Objectives: To evaluate antimicrobial resistance patterns among adults with lower respiratory tract infections in Nepal, with a focus on age-related differences.
Methods: This retrospective analysis looked at 1,636 culture-positive respiratory specimens collected at Dhulikhel Hospital between January and December 2024. The Clinical and Laboratory Standards Institute guidelines were followed. Extended-spectrum beta-lactamase production was confirmed phenotypically, and multidrug resistance was defined as non-susceptibility to at least one drug in three or more antimicrobial classes. The relationship between age (≥60 years) and resistance outcomes was determined using multivariable logistic regression.
Results: Klebsiella pneumoniae (24.90%), Streptococcus pneumoniae (17.50%), and Pseudomonas aeruginosa (11.80%) were the most common isolates. Compared to younger adults, elderly patients (≥60 years) showed a significantly higher prevalence of Multidrug Resistance (56.10% vs 47.20%, p = 0.004) and a higher prevalence of Extended-spectrum beta-lactamase production (31.60% vs 24.50%, p = 0.01). Elderly age was validated by multivariable analysis as an independent predictor of both Extended-spectrum beta-lactamase production (aOR 1.42, 95% CI 1.03–1.97) and Multidrug Resistance (aOR 1.36, 95% CI 1.07–1.74).
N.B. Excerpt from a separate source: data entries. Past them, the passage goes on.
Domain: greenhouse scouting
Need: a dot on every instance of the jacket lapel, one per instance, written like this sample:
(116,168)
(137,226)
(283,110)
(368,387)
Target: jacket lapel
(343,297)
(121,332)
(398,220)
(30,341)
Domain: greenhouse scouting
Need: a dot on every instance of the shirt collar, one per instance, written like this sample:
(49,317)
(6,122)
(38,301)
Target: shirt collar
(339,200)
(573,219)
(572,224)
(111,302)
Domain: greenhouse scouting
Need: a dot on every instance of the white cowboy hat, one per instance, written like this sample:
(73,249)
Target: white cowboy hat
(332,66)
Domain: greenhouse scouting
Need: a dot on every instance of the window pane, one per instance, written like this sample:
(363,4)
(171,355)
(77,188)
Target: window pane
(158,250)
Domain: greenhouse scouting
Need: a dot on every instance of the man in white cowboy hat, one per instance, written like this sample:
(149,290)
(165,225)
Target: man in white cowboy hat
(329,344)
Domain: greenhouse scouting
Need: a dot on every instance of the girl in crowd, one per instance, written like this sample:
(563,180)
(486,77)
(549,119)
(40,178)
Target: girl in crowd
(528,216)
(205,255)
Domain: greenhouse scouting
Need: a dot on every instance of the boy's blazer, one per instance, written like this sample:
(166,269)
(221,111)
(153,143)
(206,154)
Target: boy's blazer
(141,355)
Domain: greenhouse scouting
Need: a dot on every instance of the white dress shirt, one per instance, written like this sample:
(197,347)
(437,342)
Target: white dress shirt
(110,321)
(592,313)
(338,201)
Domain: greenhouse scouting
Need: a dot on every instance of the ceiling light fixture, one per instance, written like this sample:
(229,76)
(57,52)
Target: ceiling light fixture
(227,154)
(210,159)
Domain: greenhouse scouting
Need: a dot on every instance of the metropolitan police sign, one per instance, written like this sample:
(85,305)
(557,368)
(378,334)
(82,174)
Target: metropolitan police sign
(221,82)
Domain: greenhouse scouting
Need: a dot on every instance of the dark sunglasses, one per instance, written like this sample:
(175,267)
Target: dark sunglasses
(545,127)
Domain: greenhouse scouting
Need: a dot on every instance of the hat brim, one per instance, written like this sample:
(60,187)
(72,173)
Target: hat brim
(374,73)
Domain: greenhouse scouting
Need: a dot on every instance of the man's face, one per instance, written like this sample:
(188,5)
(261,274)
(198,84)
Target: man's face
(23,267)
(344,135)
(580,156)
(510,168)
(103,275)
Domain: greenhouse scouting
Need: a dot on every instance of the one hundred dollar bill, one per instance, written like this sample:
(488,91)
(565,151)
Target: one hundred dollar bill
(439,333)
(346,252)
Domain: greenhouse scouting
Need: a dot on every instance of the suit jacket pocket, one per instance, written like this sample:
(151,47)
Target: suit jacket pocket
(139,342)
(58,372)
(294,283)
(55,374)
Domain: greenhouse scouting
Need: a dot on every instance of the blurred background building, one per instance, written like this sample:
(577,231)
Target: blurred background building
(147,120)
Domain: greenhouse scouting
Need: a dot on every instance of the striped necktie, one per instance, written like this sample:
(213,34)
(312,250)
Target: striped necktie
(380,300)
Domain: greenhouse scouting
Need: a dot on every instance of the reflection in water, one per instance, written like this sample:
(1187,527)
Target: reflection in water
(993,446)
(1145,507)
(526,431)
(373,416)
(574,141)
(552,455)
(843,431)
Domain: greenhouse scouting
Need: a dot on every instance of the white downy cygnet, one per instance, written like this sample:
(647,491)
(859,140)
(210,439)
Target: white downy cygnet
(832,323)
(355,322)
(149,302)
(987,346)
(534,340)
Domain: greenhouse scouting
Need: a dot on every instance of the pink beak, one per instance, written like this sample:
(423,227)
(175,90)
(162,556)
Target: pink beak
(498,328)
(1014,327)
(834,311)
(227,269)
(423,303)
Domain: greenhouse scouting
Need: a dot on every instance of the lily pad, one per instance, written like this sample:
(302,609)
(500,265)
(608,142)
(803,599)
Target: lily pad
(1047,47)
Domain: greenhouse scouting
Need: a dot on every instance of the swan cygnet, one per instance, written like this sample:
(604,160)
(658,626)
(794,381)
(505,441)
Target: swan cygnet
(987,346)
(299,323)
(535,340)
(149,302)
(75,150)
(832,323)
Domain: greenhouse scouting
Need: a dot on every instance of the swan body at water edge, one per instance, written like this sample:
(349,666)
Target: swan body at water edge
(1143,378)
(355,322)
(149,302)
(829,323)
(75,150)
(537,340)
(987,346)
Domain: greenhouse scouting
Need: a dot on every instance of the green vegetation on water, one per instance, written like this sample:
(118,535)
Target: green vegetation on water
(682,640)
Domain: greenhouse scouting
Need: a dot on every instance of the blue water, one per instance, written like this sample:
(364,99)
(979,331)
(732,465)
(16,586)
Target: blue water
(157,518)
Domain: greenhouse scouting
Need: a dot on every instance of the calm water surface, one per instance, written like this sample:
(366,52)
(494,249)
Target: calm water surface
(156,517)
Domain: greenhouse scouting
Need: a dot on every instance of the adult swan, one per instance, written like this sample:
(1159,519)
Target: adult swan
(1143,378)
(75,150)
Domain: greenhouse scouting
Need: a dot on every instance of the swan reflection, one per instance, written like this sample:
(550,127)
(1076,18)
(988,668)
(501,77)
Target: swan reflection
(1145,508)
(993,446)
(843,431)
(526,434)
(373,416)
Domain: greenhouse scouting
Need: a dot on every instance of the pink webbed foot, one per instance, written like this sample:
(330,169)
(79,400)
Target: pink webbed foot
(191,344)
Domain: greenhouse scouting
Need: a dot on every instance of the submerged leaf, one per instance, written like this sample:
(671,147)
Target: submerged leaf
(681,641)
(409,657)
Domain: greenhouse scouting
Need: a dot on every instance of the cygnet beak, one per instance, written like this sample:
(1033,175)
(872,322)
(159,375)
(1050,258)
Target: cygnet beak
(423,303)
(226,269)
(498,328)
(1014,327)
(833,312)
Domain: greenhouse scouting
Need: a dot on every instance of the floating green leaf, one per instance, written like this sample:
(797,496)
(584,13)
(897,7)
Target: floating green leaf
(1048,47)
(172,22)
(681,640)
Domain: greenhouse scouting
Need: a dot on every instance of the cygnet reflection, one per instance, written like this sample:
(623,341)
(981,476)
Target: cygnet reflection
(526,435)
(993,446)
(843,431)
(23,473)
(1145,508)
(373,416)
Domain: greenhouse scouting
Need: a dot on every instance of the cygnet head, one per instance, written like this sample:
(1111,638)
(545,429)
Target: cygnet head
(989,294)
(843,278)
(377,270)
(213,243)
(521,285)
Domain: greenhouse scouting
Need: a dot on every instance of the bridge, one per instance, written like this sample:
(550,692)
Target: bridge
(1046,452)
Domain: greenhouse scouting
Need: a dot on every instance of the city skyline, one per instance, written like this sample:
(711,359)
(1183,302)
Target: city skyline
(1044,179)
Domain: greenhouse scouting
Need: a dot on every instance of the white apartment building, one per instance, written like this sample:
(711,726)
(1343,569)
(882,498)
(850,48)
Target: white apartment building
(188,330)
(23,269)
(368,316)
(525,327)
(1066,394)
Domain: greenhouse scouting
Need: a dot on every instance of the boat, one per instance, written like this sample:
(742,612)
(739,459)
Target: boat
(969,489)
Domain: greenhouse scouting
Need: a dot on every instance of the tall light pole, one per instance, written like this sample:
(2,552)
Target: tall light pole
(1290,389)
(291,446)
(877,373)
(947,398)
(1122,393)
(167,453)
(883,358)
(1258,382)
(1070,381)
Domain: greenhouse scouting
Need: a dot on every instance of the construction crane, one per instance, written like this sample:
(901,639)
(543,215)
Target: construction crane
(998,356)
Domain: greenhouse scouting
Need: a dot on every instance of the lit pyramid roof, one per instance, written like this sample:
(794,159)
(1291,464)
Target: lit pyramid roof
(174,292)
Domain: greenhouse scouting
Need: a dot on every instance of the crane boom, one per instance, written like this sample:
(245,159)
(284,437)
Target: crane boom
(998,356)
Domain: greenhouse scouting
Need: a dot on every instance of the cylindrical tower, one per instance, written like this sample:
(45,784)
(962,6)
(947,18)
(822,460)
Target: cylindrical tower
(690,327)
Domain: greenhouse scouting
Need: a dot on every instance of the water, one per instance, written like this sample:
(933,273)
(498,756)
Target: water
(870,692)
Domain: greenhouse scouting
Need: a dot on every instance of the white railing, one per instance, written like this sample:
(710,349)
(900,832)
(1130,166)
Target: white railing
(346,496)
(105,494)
There were no appreciable age-related differences in the 11.4% of isolates with carbapenem resistance.
Conclusion: Adult lower respiratory tract infection patients in Nepal show high antimicrobial resistance rates, with multidrug resistance and Extended-spectrum beta-lactamase pathogens mainly affecting older adults, emphasizing the need for better infection control, age-specific treatments, and antimicrobial stewardship.